CSAC
Introduction
This repository contains the implementation code for paper:
Collaborative Semantic Aggregation and Calibration for Separated Domain Generalization
Junkun Yuan, Xu Ma, Defang Chen, Kun Kuang, Fei Wu, Lanfen Lin
arXiv preprint, 2021
[arXiv]
Brief Abstract for the Paper
The existing domain generalization (DG) methods usually exploit the fusion of shared multi-source data for capturing domain invariance and training a generalizable model, which raises a dilemma between the generalization learning with shared multi-source data and the privacy protection of real-world sensitive data.
We introduce a separated domain generalization task with separated source datasets that can only be accessed locally for data privacy protection.
We propose a novel solution called Collaborative Semantic Aggregation and Calibration (CSAC) to enable this challenging task via local semantic acquisition, data-free semantic aggregation, and cross-layer semantic calibration.
Requirements
You may need to build suitable Python environment by installing the following packages (Anaconda is recommended).
- python 3.8
- pytorch 1.8.1 (with cuda 11.3)
- torchvision 0.9.1
- tensorboardx 2.4
- numpy 1.21
- qpsolvers 1.7
Device:
- GPU with VRAM > 11GB (strictly).
- Memory > 8GB.
Data Preparation
We list the adopted datasets in the following.
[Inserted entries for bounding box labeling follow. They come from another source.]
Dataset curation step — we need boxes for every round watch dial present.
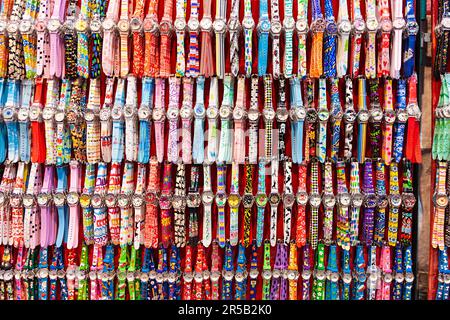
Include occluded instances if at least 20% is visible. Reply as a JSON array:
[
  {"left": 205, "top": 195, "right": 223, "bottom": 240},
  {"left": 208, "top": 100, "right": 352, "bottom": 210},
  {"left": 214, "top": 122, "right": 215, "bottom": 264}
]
[
  {"left": 255, "top": 193, "right": 269, "bottom": 208},
  {"left": 295, "top": 19, "right": 308, "bottom": 33},
  {"left": 258, "top": 19, "right": 270, "bottom": 33},
  {"left": 338, "top": 20, "right": 352, "bottom": 34},
  {"left": 200, "top": 17, "right": 212, "bottom": 32},
  {"left": 397, "top": 109, "right": 408, "bottom": 123},
  {"left": 213, "top": 19, "right": 227, "bottom": 33},
  {"left": 283, "top": 17, "right": 295, "bottom": 31},
  {"left": 206, "top": 106, "right": 219, "bottom": 119},
  {"left": 228, "top": 193, "right": 241, "bottom": 207},
  {"left": 247, "top": 109, "right": 260, "bottom": 121},
  {"left": 358, "top": 110, "right": 370, "bottom": 123},
  {"left": 180, "top": 106, "right": 193, "bottom": 119},
  {"left": 270, "top": 20, "right": 283, "bottom": 36},
  {"left": 233, "top": 107, "right": 245, "bottom": 120},
  {"left": 188, "top": 18, "right": 200, "bottom": 32},
  {"left": 370, "top": 108, "right": 383, "bottom": 122},
  {"left": 174, "top": 18, "right": 186, "bottom": 32},
  {"left": 153, "top": 108, "right": 164, "bottom": 121},
  {"left": 384, "top": 110, "right": 396, "bottom": 124},
  {"left": 276, "top": 108, "right": 289, "bottom": 122},
  {"left": 219, "top": 106, "right": 232, "bottom": 119}
]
Datasets | Download link |
---|---|
PACS [1] | https://dali-dl.github.io/project_iccv2017.html |
VLCS [2] | http://www.mediafire.com/file/7yv132lgn1v267r/vlcs.tar.gz/file |
Please note:
- Our dataset split follows previous works like RSC (Code) [3].
- Although these datasets are open-sourced, you may need to have permission to use the datasets under the datasets' license.
- If you're a dataset owner and do not want your dataset to be included here, please get in touch with us via a GitHub issue. Thanks!
Usage
- Prepare the datasets.
- Update root_dir in configs/datasets/dg/pacs.yaml/ and configs/datasets/dg/vlcs.yaml/ with the paths of PACS and VLCS datasets, respectively.
- Run the code with command:
nohup sh run.sh > run.txt 2>&1 &
- Check results in logs/(dataset)_(network)/(target domain)/(time)/logs.txt .
Citation
If you find our code or idea useful for your research, please consider citing our work.
@article{yuan2021collaborative,
title={Collaborative Semantic Aggregation and Calibration for Separated Domain Generalization},
author={Yuan, Junkun and Ma, Xu and Chen, Defang and Kuang, Kun and Wu, Fei and Lin, Lanfen},
journal={arXiv e-prints},
pages={arXiv--2110},
year={2021}
}
Contact
If you have any questions, feel free to contact us through email ([email protected] or [email protected]) or GitHub issues. Thanks!
References
[1] Li, Da, et al. "Deeper, broader and artier domain generalization." Proceedings of the IEEE international conference on computer vision. 2017.
[2] Fang, Chen, Ye Xu, and Daniel N. Rockmore. "Unbiased metric learning: On the utilization of multiple datasets and web images for softening bias." Proceedings of the IEEE International Conference on Computer Vision. 2013.
[3] Huang, Zeyi, et al. "Self-challenging improves cross-domain generalization." Computer Vision–ECCV 2020: 16th European Conference, Glasgow, UK, August 23–28, 2020, Proceedings, Part II 16. Springer International Publishing, 2020.